From canned food to plastic bottles, Bisphenol-A seems to be cropping up everywhere, and now two new studies show that BPA crosses the placenta from pregnant mother to fetus freely. Plus, the research found that chemical transformations occur in the fetus allowing inactive BPA to be converted to the active form.
The first study published in the journal Environmental Health Perspectives tested the ability of both active and inactive BPA to cross the placenta of pregnant rats. The researchers found that both forms can cross the placental barrier and once there, the inactive form, BPA-glucuronide, can become active.
The second study published in the American Journal of Obstetrics & Gynecology used human placentas (from Cesarean section births) and simulated the BPA transfer from mother to fetus. The researchers found that 27 percent of the BPA simulated on the mother’s side transferred to the fetal side. Plus, more than 95 percent of the BPA that crossed to the fetus remained in it’s active, estrogenic form.

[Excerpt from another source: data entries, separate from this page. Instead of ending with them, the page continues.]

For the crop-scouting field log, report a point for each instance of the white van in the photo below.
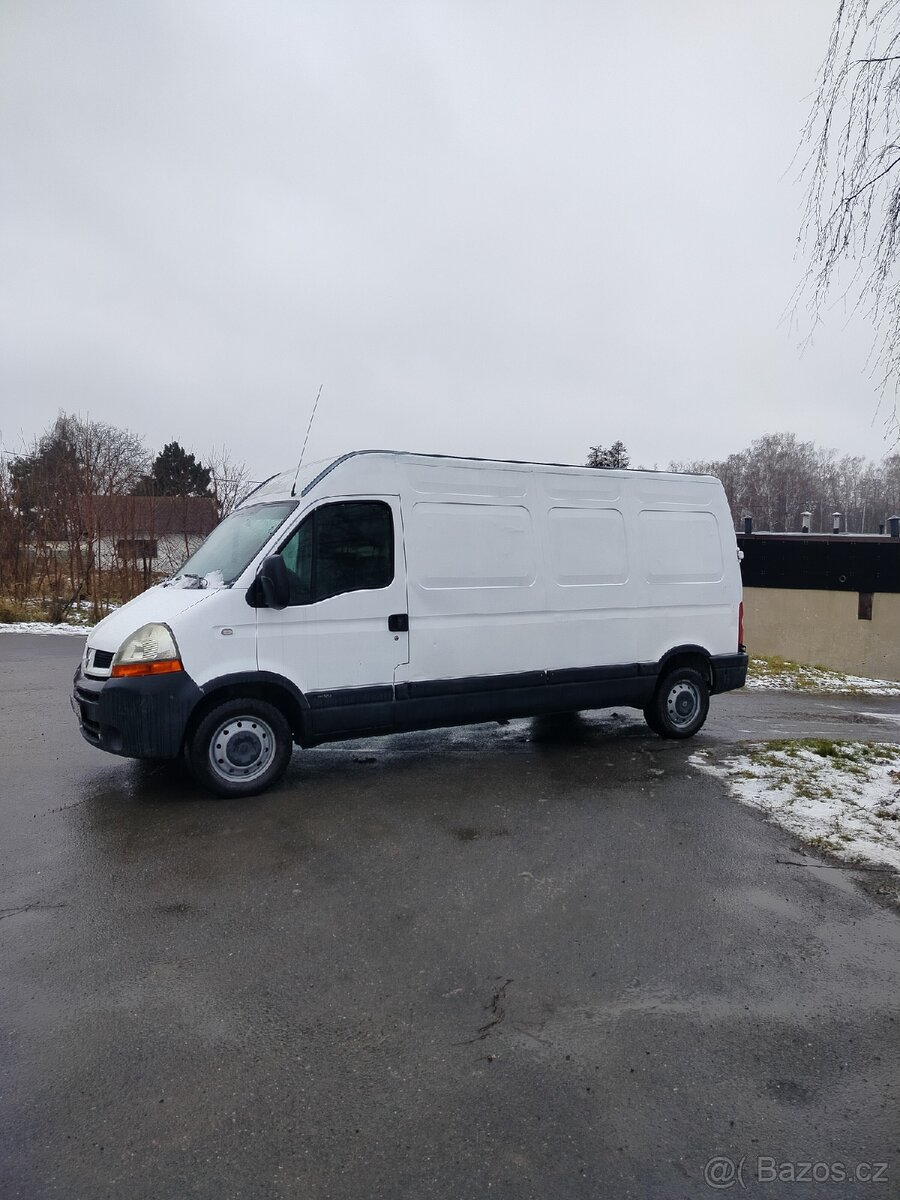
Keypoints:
(383, 592)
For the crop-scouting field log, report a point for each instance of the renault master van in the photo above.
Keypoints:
(383, 592)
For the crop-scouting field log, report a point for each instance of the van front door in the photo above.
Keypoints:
(345, 631)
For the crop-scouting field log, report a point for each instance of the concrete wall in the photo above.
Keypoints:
(823, 629)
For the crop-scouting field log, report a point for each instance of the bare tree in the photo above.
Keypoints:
(229, 480)
(852, 169)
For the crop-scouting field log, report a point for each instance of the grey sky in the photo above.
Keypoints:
(502, 228)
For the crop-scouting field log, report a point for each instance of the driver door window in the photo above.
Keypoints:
(340, 547)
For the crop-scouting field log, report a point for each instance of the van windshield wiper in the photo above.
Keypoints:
(199, 581)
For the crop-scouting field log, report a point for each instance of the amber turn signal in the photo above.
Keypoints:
(162, 666)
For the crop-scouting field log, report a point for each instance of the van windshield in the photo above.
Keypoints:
(234, 544)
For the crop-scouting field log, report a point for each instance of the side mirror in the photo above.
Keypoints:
(273, 579)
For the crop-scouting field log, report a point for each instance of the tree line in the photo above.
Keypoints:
(778, 478)
(78, 509)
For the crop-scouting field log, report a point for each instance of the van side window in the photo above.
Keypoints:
(341, 547)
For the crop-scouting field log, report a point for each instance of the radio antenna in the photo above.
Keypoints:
(312, 418)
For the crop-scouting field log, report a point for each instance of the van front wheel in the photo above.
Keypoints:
(240, 748)
(679, 705)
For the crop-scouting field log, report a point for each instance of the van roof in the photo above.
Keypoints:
(300, 480)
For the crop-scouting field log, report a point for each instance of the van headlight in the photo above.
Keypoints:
(150, 649)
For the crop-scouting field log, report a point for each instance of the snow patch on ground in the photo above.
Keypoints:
(797, 677)
(42, 627)
(840, 797)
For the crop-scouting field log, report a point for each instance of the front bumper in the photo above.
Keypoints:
(143, 718)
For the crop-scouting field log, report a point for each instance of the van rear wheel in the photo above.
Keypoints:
(679, 705)
(240, 748)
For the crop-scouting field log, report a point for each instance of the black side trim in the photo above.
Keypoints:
(433, 703)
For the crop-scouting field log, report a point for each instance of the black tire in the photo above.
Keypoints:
(679, 705)
(240, 748)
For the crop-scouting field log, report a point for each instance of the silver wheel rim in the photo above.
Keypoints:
(683, 703)
(243, 748)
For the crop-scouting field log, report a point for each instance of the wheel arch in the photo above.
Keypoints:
(275, 689)
(688, 657)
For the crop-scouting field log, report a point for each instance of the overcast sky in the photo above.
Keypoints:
(510, 229)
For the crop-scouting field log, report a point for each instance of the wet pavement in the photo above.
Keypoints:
(545, 959)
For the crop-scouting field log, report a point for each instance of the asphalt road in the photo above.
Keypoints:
(547, 959)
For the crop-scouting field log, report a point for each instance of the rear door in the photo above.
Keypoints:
(346, 629)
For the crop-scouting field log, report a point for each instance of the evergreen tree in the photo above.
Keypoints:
(616, 457)
(175, 473)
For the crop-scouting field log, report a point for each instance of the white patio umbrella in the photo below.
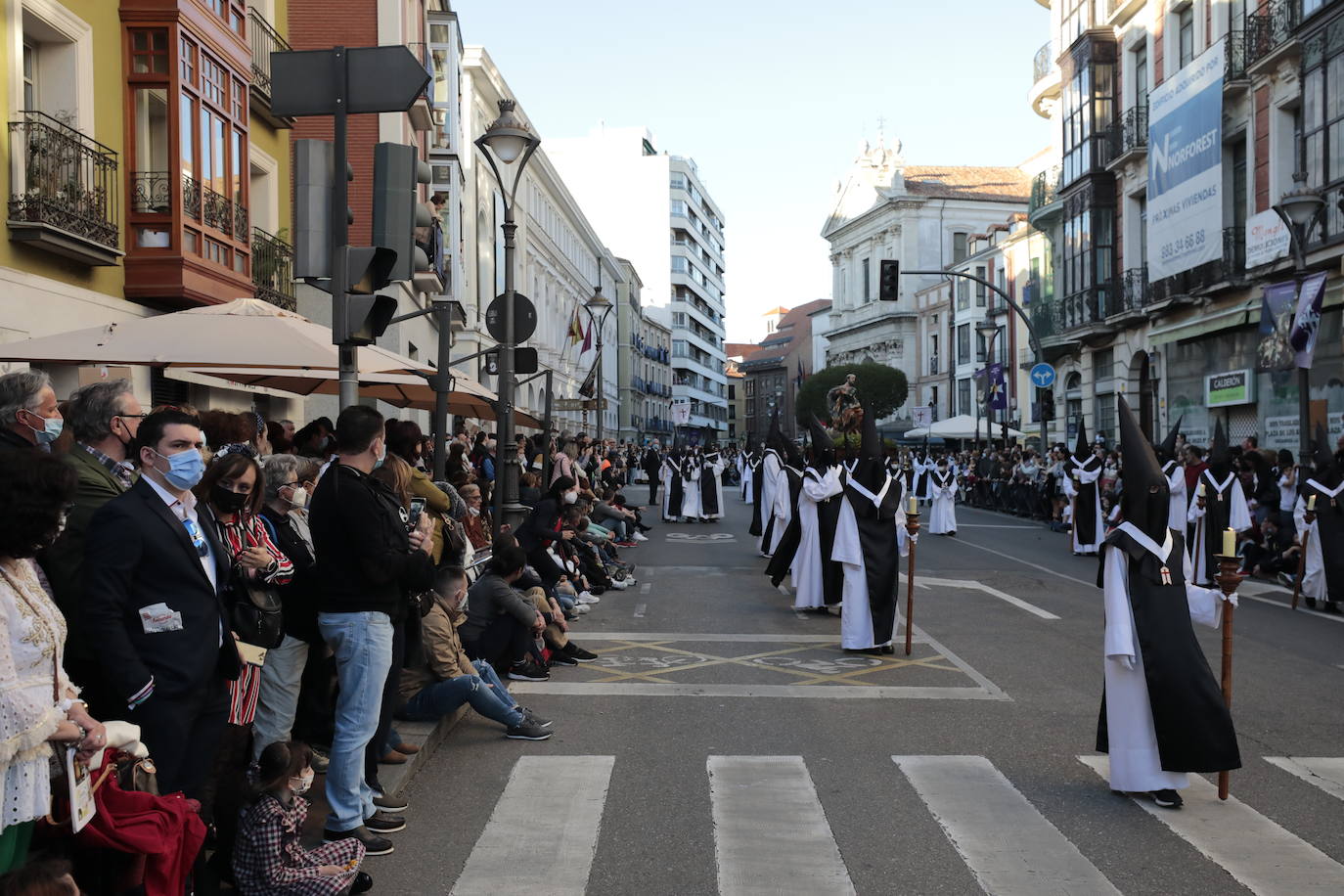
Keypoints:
(246, 332)
(963, 427)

Together, both studies provide evidence that the fetus will not be protected from BPA by the placenta. The ability of BPA to reach the fetus is incredibly worrisome since the fetus is highly sensitive to hormones. Exposure to estrogen-mimicking hormones like BPA at this early stage of development could lead to troubling issues that could crop up later during puberty or adulthood.
In fact, a new study from researchers at Yale School of Medicine suggests that exposure to BPA and other endocrine-disrupting chemicals in the womb can increase breast cancer risk. But, these effects won’t appear until kids are old enough for breast cancer to surface. The study, which was published in the latest issue of Hormones and Cancer, helps to demonstrate the scary lasting effects of prenatal BPA exposure on the breast and uterus.
Research shows that more than 90 percent of Americans have detectable BPA in their urine and the chemical has been found in amniotic fluid, human placenta, breast milk and fat.